We had a ball together–not a given when you’re sharing a hotel room with two teenagers prone to indecisiveness and bickering and you still have work to fit into the mix. We checked out Seaworld and Aquatica. We swam with dolphins at Discovery Cove. We even decided that the two-hour wait to get into Universal Studios’ Harry Potterville was well worth it.

So when we sat down to eat breakfast on the morning my son was leaving, as warm Florida sunshine streamed into the Ritz Carlton’s Vineyard Grill, everybody felt really good. Then I looked over and saw my child holding his bacon in his fist, chomping it down like he’d been raised by wolves.

“Because you’re taking your first solo flight today,” I said, in a carefully controlled tone, “and because I want our parting to be pleasant just in case I never see you again, I’m not going to go off on the fact that you are 13 years old, sitting in a restaurant, eating your meal with your hands. But I want you to know that when I see you do stuff like this, I feel like I’ve failed as a mother.”

Grinning amiably, bacon paused in mid-air, this young man, who is now my height and outgrows new jeans and sneakers almost monthly, said: “Mom, I’m not high, I’m not ghetto, and I bathe on the regular. I think you’re doing okay.”

I laughed until I could hardly breathe. It was one of those out-of-the-mouths-of-babes moments. It was a call to stop sweating the small stuff, a lighthearted plea for me to give him–and myself–a break.

We both needed one and, as Women of Power Legacy Award winner Bethann Hardison would remind me when I told her the story, “He was right! I don’t care where you are, bacon is meant to be eaten with your hands.”

It might surprise actor Kadeem Hardison of A Different World fame, to hear his mother offer my son that pass. By her own admission, as a young, single mom raising her only child, Bethann didn’t play.

“I was quite strict,” she says. “About everything!”

Take the time 3-year-old Kadeem, sick of waiting on a train, hauled off and kicked her.

“I took that little boy by the back of his shirt and hung him over the tracks and said, ‘Don’t you ever!’ His little feet were flapping and people were watching and I told him, ‘That train will come and, after, they won’t even know what pieces of you to scrape up.’ I don’t know if that’s why, but from that point on, I don’t think he ever said no to me again about anything.”

While those more dramatic lessons might make a lasting impact, Bethann says the real key to child-rearing is to keep a constant conversation going, even when they have little to say, and especially when we think they’re not listening because “most likely, that’s when they are.”

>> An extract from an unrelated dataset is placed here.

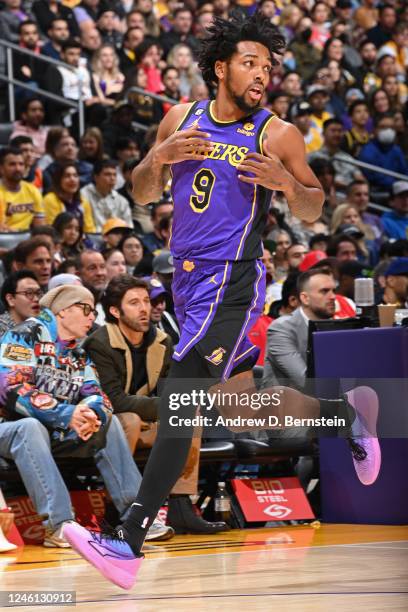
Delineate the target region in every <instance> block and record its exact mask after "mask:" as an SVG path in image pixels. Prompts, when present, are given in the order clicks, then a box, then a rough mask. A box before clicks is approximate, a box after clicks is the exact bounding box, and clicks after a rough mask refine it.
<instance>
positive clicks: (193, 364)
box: [122, 348, 209, 553]
mask: <svg viewBox="0 0 408 612" xmlns="http://www.w3.org/2000/svg"><path fill="white" fill-rule="evenodd" d="M203 379H204V380H206V381H208V379H209V372H208V369H207V367H206V364H205V362H204V360H203V358H202V357H201V356H199V355H198V354H197V352H196V350H195V349H194V348H193V349H191V351H189V353H188V354H187V355H186V357H185V358H184V359H183V361H181V362H177V361H173V362H172V365H171V367H170V372H169V375H168V378H167V379H166V384H165V388H164V389H163V392H162V394H161V399H160V409H159V419H160V422H161V424H159V429H158V433H157V438H156V441H155V443H154V446H153V448H152V450H151V452H150V456H149V460H148V462H147V464H146V467H145V471H144V474H143V480H142V483H141V485H140V489H139V493H138V495H137V498H136V500H135V504H136V505H133V506H132V509H131V512H130V514H129V517H128V518H127V519H126V521H125V522H124V523H123V525H122V528H123V529H124V530H125V533H126V539H127V541H128V542H129V544H130V545H131V547H132V548H133V550H134V552H135V553H138V552H139V551H140V549H141V547H142V544H143V541H144V538H145V535H146V532H147V529H148V527H149V525H150V524H151V522H152V521H153V520H154V518H155V517H156V515H157V512H158V511H159V509H160V507H161V506H162V504H163V502H164V501H165V499H166V497H167V496H168V494H169V493H170V491H171V489H172V488H173V486H174V484H175V483H176V481H177V479H178V478H179V476H180V474H181V473H182V471H183V468H184V465H185V463H186V460H187V456H188V453H189V450H190V447H191V441H192V438H193V432H194V428H193V427H183V428H177V437H170V436H169V433H170V435H171V431H170V432H169V427H168V426H167V423H168V421H169V416H170V415H171V416H175V415H176V416H177V417H179V418H189V419H191V418H194V416H195V414H196V411H197V407H196V406H192V405H191V404H190V405H188V406H181V407H180V408H179V409H178V410H177V411H172V410H170V407H169V397H170V394H172V393H177V394H179V393H180V392H184V393H186V392H188V391H189V389H192V388H194V384H193V382H194V380H195V381H196V380H203ZM204 387H205V385H202V388H204ZM195 388H197V385H195Z"/></svg>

The things she’s proudest of in Kadeem–his sense of honesty, integrity and the way he honors and respects the people in his life, especially his 14-year-old daughter, Sophia–Bethann claims she didn’t teach him directly at all.

“A lot of what your children become is not necessarily what you teach them,” she says. “It’s in their DNA. It’s who they came here to be.”

And what did Kadeem teach her? She doesn’t hesitate: “Have faith. You don’t have to be there all the time to have everything turn out okay.” I’ll raise a strip of bacon to that!